Palindromes

[klopyrev]

Here is an interesting problem that I have no idea how to solve. I didn't think about it for very long, but all the DP solutions I thought about have flaws in them. If you know how to solve it, feel free to tell me (please).

Given a string, find the number of UNIQUE palindromes that are subsequences (not substrings). For example, given MADAM:

M, A, D, MM, AA, MAM, MDM, ADA, MAM, MAAM, MADAM. (Hopefully, I didn't miss any)

Have fun and good luck.

KL

PS: Sometimes, its good to misread problems. You come up with new and harder ones. Refer to: http://acm.uva.es/problemset/v3/353.html

[bugzpodder]

its easy, brute force it.

[bugzpodder]

this may or may not work. im hoping it will

code:

f(string x)   if x.length==0 return 0   int cnt=0;   for (i=0;i<x.length;i++)      for (j=0;j<i;j++) if (x[i]==x[j]) break;      if (j==i) for (j=x.length-1;j>i;j--) if (x[i]==x[j])        cnt+=f(x[i+1..j-1]);   return cnt

[ericfourfour]

Would AMDMA count as well?

Here is my way of thinking:

It is easy to find palindromes, if the word is already a palindrome.

For example, in any palindrome, when the letters are labelled 1 through the length:

Singles (ex. M):
1 is a palindrome
2 is a palindrome
... ceil (length / 2)

Doubles (ex. MM):
1 + length is a palindrome
2 + length - 1 is a palindrome
Essentially, (1 + i) + (length - i) is a palindrome, if i starts at 0 and ends at floor (length / 2) - 1

Also, if you break the palindrome into substrings (sort of following what was done for doubles), you can find all of the visible palindromes like ADA.

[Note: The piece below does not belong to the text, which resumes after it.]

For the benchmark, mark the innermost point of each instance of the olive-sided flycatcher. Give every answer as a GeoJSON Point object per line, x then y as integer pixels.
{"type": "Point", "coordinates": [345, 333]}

That only covers singles, doubles and the visible palindromes. For any palindromes like MMMM, in MADAMIMADAM, or MAAM, in MADAM, I guess, you will have to rearrange the word.

[klopyrev]

lol, Thankful Users??? What is that? hmm... I've never even seen that feature. Anyway, erikfourfour, nice try!!! (Too bad doesn't work for anything other than singles, doubles or visible palindromes) Thanks for the suggestion. As for bugzpodder: I am too damn tired to understand your solution right now. Just finished solving the first 2 problems of the TopCoder Qualification Round 3! 1000 pointer seems easier than the 500 pointer, doesn't it??? (At least it requires less code) Anyway, congrats on 16th place. You were slipping for the last two contests there. I was wondering how it was possible that I had a higher rating than you. Now, everything is back in order.

KL

[Drakain Zeil]

not real code/is psuedo.

code:

mkstrs(string z) /divides the string into N! strings {fac = factorial(length(z)) string a[fac]; string b[]; ... you'd grab a tree structure and just toss all it's values in, I got lasy and don't feel like writing the code, when I can sleep :)   for (i=1;i<=fac;i++)     if (ispal(a[i]))         then b[j++]=a[i] } ispal(string x) { //checks if string is a pal.    check = 1    len=length(x)    for (i=1;i<=len;i++)      if (x[i] != x[len-i]) then        check *=0   return check; }